L’évolution des nouvelles formes de travail salarié, indépendant, le passage d’un état de formation à celui de demandeur d’emploi plaide pour des droits attachés non plus à un statut collectif mais à la personne elle-même. La personne aura désormais son petit sac à dos (portabilité des droits) avec son compte personnel de formation (CPF), son compte pénibilité (C3P), son compte engagement citoyen (CEI), tout cela regroupé dans son compte personnel d’activité (CPA) et elle le transportera où elle sera. Pourquoi ne pas envisager les droits acquis pour le chômage, la protection sociale et autres droits ? Mais comment sont qualifiés ces nouveaux droits ? Sont-ils de nouveaux droits de nature patrimoniale (c’est mon patrimoine, mon capital ) ou au contraire ces nouveaux droits sont-ils des droits collectifs s’exerçant individuellement, c’est-à-dire des droits personnels adossés à des mécanismes de solidarité ? L’esprit sous-jacent à l’acquisition de ces droits liés à la personne ne relève-t-il pas d’un vrai choix de société ?

Pourquoi ne pas envisager les droits acquis pour le chômage, la protection sociale et autres droits ?  

Le débat est-il posé autour de la compatibilité de ces droits avec le modèle social à la française ?

Ce débat aurait pu être posé lors de la mise en place du CPA programmé par la loi Rebsamen. "Chaque personne dispose d’un CPA qui rassemble dès son entrée sur le marché du travail et tout au long de sa vie professionnelle, indépendamment de son statut, les droits sociaux personnels utiles pour sécuriser son parcours professionnel".Cela n’a pas été vraiment le cas.

La référence à la sécurisation des parcours reprend plutôt le vocabulaire de la CFDT, la CGT mettant, quant à elle, en avant le projet d’une "sécurité sociale professionnelle ».

La sécurisation des parcours pourrait restreindre le CPA aux "accidents de parcours" et sa mise en œuvre risque de se limiter à l’accompagnement social de la précarisation de l’emploi.

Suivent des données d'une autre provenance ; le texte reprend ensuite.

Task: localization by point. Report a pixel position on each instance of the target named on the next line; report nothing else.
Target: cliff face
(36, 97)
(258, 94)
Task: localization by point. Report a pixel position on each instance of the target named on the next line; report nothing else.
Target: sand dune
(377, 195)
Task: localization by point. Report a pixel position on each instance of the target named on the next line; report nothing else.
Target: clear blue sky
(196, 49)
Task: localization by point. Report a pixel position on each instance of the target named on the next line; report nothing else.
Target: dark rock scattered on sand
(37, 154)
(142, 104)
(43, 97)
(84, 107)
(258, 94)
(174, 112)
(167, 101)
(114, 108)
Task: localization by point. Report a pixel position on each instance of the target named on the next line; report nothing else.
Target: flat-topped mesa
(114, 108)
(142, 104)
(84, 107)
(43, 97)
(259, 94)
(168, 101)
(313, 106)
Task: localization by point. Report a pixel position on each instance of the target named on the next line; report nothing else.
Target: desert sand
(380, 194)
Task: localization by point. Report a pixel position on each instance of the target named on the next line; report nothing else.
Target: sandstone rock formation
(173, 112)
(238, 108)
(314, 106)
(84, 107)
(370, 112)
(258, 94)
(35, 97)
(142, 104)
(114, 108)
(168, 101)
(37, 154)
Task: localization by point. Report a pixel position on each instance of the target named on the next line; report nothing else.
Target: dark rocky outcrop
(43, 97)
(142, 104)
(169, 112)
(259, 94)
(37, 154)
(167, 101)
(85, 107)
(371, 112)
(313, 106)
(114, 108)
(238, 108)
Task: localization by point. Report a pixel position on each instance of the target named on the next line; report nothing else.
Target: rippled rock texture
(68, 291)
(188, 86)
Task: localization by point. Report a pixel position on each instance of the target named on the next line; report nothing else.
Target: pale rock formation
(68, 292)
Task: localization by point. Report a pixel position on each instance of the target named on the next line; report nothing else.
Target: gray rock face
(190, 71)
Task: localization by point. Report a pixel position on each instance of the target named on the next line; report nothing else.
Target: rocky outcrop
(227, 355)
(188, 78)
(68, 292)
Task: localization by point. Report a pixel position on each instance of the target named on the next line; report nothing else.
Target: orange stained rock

La sécurité sociale professionnelle, quant à elle, s’enfermerait dans une logique de risque à assurer impérativement.

Vive l’individualisation des droits ?
Le temps passé "à être son premier RH soi-même" ne serait-il pas mieux employé par l’entreprise 

Le droit du travail s’oriente vers ce transfert des droits collectifs vers cette individualisation des droits. Mais les personnes sauront-elles utiliser ces nouveaux droits ? Quels temps passeront-elles à les "incarner" dans une situation professionnelle bien réelle ? Le temps passé "à être son premier RH soi-même" ne serait-il pas mieux employé par l’entreprise ? Et enfin, comme le soulignent Patricia Blancart et Jean-Paul Boucher, dans un article publié dans la revue de la CFDT-Cadres de 2015, "nous négocions des droits mais somme-nous capables de les rendre tangibles? Le syndicalisme… n’échappe pas au descendant, à une certaine forme d’un “pour eux pensé par nous“...

Perdre des droits collectifs et en contrepartie avoir des droits personnels potentiels ... Est ce cela qu’attendaient les salariés ?

 

 

*Michèle Rescourio-Gilabert est directrice du développement d’Entreprise & Personnel Relations Sociales. Elle co-écrit chaque année la note de conjoncture sociale d’E&P, note attendue et reconnue pour son analyse sur le climat social. Elle a été par ailleurs, avocate et DRH dans de grands groupes pendant une vingtaine d’années.